Intuition is God’s voice within. I have let that voice speak to me above what my heart and mind have had to say. And it was always right. Intuition is the perfect strike between integrity and desire.

Freedom.

My freedom looks like rolling over in my bed in the somewhere out there, twisting my heels and ankles, and kicking my legs cuz it feels just that good to do whatever the hell I want. My god, it has been delicious. Just me, by myself a lot of the time. No plan. No demands. No imposed objectives. No shoulds. Only coulds! And say thank you, thank you, thank you to the designer of life for letting me seize this opportunity. How unAmerican of me, I know? What kind of working class black child am I? Psssssssht! That’s me.

Water.

Undoubtedly, the healing properties of water are unmatched by anything on this earth. My sister is a nurse, and she says that her one goal is to get black people to just drink more water. Drinking water heals. Staring at water also heals. God, I stared at oceans this year. Naomi, my kitesurfing wind-sister from Australia, and I just watched the Indian Ocean for hours. It was actually how we spent our last morning together before I left. Fried puff-puffs. Coffee. And sparkling clear blue water. I just needed one more look, just a moment to drink that water in with my eyes. And the women of Brazil hugged and prayed for me as I wept in the ocean on New Years 2017. “Yemanja”, I said, “please show me the way.” Is it me…or do people who live by water just seem to exist in a permanent state of chill? I’m grateful for discovering my love for water.

My American Accent.

Here me out. Before I catch a lecture from brutha man or an eye roll from sistah girl, try to feel me when I say white supremacy consumes the world, and our fancy pants American accent is a gift card to shop. With my mouth closed, I am received like a pauper, a subordinate. I’ve tested this theory in many places on multiple continents. I would be skipped while standing on lines, and overtly shoo’ed away. Only later, upon hearing my Anglo voice, I receive a double-take and consequently rapid service for mistreatment. I’ve been dismissed entirely by retail workers, later to be escorted by managers around the luxury items sections.

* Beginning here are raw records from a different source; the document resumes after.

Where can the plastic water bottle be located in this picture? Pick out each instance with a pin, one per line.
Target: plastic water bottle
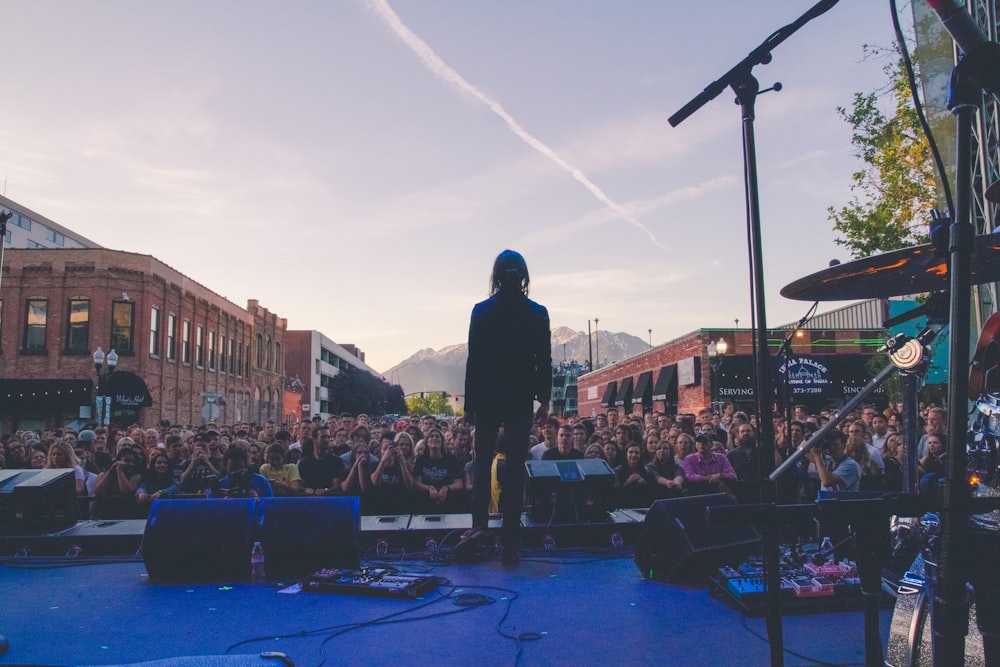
(826, 547)
(257, 574)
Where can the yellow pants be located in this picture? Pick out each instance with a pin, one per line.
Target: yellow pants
(495, 483)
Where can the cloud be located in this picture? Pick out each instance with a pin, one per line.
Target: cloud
(640, 207)
(450, 77)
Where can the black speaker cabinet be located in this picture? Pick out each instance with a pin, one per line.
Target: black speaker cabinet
(302, 535)
(199, 540)
(677, 542)
(34, 501)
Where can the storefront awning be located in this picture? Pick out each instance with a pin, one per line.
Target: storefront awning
(128, 391)
(624, 396)
(609, 394)
(665, 388)
(644, 390)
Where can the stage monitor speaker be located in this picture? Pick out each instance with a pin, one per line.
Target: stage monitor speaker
(570, 491)
(34, 501)
(199, 540)
(677, 542)
(303, 535)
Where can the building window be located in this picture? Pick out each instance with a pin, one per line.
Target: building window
(78, 327)
(35, 321)
(172, 337)
(199, 346)
(154, 332)
(186, 343)
(211, 350)
(55, 237)
(123, 327)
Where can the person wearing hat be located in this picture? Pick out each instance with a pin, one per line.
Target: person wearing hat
(200, 474)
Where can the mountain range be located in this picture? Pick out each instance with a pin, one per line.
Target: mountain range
(444, 369)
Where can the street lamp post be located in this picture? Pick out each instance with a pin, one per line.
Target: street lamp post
(597, 340)
(104, 367)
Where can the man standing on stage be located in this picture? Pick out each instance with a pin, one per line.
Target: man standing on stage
(509, 367)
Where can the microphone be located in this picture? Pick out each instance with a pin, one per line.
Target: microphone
(959, 24)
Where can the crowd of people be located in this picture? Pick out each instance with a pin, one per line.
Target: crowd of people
(422, 464)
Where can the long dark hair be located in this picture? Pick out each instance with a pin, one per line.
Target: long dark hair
(510, 274)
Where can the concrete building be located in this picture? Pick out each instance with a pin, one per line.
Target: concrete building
(315, 360)
(180, 345)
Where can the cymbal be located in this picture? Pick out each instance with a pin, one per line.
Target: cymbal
(906, 271)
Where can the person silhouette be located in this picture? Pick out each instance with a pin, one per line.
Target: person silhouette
(509, 367)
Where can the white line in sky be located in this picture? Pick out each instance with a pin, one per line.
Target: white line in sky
(449, 76)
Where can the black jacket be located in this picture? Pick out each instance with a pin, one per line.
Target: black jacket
(510, 353)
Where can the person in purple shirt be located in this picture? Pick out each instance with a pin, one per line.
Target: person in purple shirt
(707, 471)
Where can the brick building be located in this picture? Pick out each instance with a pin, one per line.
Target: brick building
(824, 369)
(175, 340)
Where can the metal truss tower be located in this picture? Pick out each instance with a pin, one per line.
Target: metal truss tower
(986, 170)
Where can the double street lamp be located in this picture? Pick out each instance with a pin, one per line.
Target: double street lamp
(104, 367)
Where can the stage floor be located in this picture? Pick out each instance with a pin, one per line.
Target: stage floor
(588, 608)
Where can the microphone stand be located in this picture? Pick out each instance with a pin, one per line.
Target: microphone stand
(741, 80)
(785, 351)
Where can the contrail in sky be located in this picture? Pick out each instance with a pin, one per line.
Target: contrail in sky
(448, 75)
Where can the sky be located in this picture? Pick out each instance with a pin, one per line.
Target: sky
(357, 165)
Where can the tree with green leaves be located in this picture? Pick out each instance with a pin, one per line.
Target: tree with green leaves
(357, 391)
(895, 191)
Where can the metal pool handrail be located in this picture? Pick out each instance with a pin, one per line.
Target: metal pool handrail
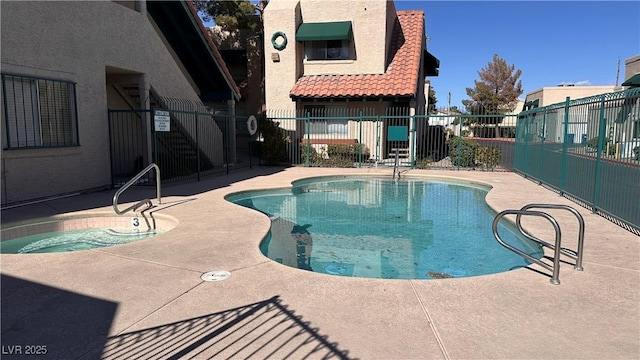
(576, 255)
(556, 253)
(131, 182)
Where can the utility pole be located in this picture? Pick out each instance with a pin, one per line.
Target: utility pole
(618, 73)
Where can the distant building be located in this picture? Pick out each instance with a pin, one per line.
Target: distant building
(331, 57)
(556, 94)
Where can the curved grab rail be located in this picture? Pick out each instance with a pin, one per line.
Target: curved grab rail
(556, 255)
(577, 255)
(131, 182)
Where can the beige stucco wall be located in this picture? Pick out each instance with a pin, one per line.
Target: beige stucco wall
(370, 39)
(281, 15)
(76, 42)
(558, 94)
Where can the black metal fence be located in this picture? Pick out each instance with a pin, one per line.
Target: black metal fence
(184, 144)
(588, 150)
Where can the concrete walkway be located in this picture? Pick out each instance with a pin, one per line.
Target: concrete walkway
(146, 299)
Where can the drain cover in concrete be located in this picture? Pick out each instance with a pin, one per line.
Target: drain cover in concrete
(217, 275)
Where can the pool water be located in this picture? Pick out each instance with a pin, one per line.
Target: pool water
(381, 228)
(72, 240)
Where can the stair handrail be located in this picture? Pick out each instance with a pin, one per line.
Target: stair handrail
(555, 269)
(577, 255)
(395, 165)
(131, 182)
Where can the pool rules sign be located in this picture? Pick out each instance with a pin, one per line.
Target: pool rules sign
(162, 121)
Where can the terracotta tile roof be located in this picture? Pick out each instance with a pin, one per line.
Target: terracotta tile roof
(400, 78)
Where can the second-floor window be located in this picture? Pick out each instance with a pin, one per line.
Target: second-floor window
(326, 41)
(327, 50)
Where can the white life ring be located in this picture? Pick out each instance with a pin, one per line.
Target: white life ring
(252, 125)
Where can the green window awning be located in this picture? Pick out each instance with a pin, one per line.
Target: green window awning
(339, 30)
(633, 81)
(431, 64)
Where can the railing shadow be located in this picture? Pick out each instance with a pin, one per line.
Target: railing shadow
(266, 329)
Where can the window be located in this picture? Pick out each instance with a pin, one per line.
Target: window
(39, 112)
(326, 120)
(327, 50)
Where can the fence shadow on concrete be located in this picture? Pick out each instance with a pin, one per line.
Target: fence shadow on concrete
(266, 329)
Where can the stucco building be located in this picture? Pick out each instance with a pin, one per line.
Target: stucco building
(88, 58)
(336, 58)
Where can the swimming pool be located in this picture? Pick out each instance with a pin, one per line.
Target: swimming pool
(381, 228)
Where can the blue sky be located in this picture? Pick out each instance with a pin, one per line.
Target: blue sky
(552, 42)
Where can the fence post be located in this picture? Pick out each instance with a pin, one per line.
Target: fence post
(543, 136)
(195, 113)
(412, 131)
(360, 139)
(459, 143)
(307, 160)
(601, 137)
(565, 147)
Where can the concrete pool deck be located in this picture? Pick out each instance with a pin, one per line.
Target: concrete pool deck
(146, 299)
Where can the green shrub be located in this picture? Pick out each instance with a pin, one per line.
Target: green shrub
(462, 152)
(488, 156)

I’ve been met by frustrated chefs who assumed I “must have” confused my own order, to then be sent bottles of champagne out of remorse for miscommunication on the part of the waitstaff. :/ Sadly, the result is even more dramatic on the African continent, though all except Ethiopia (thank you King Haile Selassi). My Anglo American accent changes things out there. And for those of us who can admit that it alters the dynamics of living a black life IN America to our advantage, let us not forget this is a very white card for access to white power. Take all that and raise it by the power of the Red, White and Blue, which IS the stamp we are given whether we like it our not, and picture it at work in every encounter you have with the countless others who’ve been consuming white American supremacy by the spoonful for generations. Yeh, it’s a tough pill to swallow. But it’s the god honest truth.